Consider $$X(t)=\mbox{Number of wins} - \mbox{Number of losses}$$ for $t$ Bernoulli($\theta$) trials.
I calculated that $$P(X(t) = x) = {t \choose (t-x)/2} \theta^{\frac{t+x}{2}} (1- \theta)^{\frac{t-x}{2}}$$ i.e. (winning trials - losing trials) = $x$ and (winning trials + losing trials) = $t$.
If we let $S = \{X(t)\}_{t=0}^{T}$, my question then is:
For an arbitrary integer $x$, what is $P(x \in S)$ as $T \rightarrow \infty$?
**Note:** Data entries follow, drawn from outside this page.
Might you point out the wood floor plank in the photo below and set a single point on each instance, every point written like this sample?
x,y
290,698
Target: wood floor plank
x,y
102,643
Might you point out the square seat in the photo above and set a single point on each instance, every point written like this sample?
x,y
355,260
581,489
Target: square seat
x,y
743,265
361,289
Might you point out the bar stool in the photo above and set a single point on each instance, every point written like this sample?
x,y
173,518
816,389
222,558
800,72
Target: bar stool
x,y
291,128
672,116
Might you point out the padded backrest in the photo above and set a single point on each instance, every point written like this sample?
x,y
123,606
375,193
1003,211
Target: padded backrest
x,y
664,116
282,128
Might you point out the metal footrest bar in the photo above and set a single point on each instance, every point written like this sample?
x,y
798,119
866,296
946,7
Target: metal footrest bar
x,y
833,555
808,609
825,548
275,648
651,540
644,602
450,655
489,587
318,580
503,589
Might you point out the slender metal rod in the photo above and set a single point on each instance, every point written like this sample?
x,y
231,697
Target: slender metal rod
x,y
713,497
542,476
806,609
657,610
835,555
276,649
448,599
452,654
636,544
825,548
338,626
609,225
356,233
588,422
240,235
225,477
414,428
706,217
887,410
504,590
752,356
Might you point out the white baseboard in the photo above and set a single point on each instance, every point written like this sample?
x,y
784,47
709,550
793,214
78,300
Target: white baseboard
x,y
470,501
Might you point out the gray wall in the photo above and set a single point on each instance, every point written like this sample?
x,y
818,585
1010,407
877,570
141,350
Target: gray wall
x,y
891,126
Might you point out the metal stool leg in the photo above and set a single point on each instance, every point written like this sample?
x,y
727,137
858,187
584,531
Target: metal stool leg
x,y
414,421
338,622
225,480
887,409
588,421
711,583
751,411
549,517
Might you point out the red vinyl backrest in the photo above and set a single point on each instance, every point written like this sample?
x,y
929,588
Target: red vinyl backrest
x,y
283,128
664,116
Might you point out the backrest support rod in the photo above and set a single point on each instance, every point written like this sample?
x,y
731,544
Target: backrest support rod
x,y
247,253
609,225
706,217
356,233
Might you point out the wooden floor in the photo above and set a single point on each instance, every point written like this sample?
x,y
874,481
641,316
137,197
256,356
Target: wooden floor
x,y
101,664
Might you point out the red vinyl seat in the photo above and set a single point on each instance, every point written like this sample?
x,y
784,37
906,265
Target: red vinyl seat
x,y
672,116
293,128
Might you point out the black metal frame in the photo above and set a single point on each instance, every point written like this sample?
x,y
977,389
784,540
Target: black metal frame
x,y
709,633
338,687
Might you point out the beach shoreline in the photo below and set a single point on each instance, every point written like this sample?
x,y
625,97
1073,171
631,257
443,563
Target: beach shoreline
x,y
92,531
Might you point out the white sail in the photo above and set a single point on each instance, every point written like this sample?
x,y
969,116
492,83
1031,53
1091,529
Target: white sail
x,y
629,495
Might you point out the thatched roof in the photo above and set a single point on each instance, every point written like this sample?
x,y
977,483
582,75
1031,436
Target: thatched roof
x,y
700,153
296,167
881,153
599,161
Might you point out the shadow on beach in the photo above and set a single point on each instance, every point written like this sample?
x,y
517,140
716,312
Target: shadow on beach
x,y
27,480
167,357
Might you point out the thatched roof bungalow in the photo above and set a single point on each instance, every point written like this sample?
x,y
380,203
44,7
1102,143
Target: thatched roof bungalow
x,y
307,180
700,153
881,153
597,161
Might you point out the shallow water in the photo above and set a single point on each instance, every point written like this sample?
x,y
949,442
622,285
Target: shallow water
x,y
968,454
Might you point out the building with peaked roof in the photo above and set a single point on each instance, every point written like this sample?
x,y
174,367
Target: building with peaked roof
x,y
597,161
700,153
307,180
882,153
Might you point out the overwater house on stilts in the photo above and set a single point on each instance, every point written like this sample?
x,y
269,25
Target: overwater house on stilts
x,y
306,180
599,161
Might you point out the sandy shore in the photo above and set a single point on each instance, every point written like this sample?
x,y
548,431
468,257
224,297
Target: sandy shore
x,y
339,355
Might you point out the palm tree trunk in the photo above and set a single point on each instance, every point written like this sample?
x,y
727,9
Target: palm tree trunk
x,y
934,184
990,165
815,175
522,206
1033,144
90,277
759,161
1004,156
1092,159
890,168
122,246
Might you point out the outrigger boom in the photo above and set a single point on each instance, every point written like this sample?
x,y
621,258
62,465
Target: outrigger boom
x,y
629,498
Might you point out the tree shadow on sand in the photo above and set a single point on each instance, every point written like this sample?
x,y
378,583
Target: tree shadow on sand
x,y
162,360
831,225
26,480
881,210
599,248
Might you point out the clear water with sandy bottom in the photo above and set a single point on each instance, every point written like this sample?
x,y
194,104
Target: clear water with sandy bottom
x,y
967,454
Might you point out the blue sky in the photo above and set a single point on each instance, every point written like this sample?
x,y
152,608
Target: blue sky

Since $X$ is performing a random walk with drift $2\theta-1$ and $S_T$ is the range of $X$ up to time $T$, if $\theta=\frac12$ then $P(x\in S_T)\to1$ for every $x$, when $T\to\infty$. If $\theta\gt\frac12$ then $P(x\in S_T)\to1$ for every $x\geqslant0$, when $T\to\infty$. If $\theta\lt\frac12$ then $P(x\in S_T)\to1$ for every $x\leqslant0$, when $T\to\infty$.
By symmetry, the only remaining case is when $x\gt0$ and $\theta\lt\frac12$. Then $P(x\in S_T)\to h^x$ where $h=\lim\limits_{T\to\infty}P(1\in S_T)$. The usual one-step Markov recursion indicates that $h=(1-\theta)\cdot1+\theta\cdot h^2$ hence $h=\theta/(1-\theta)$.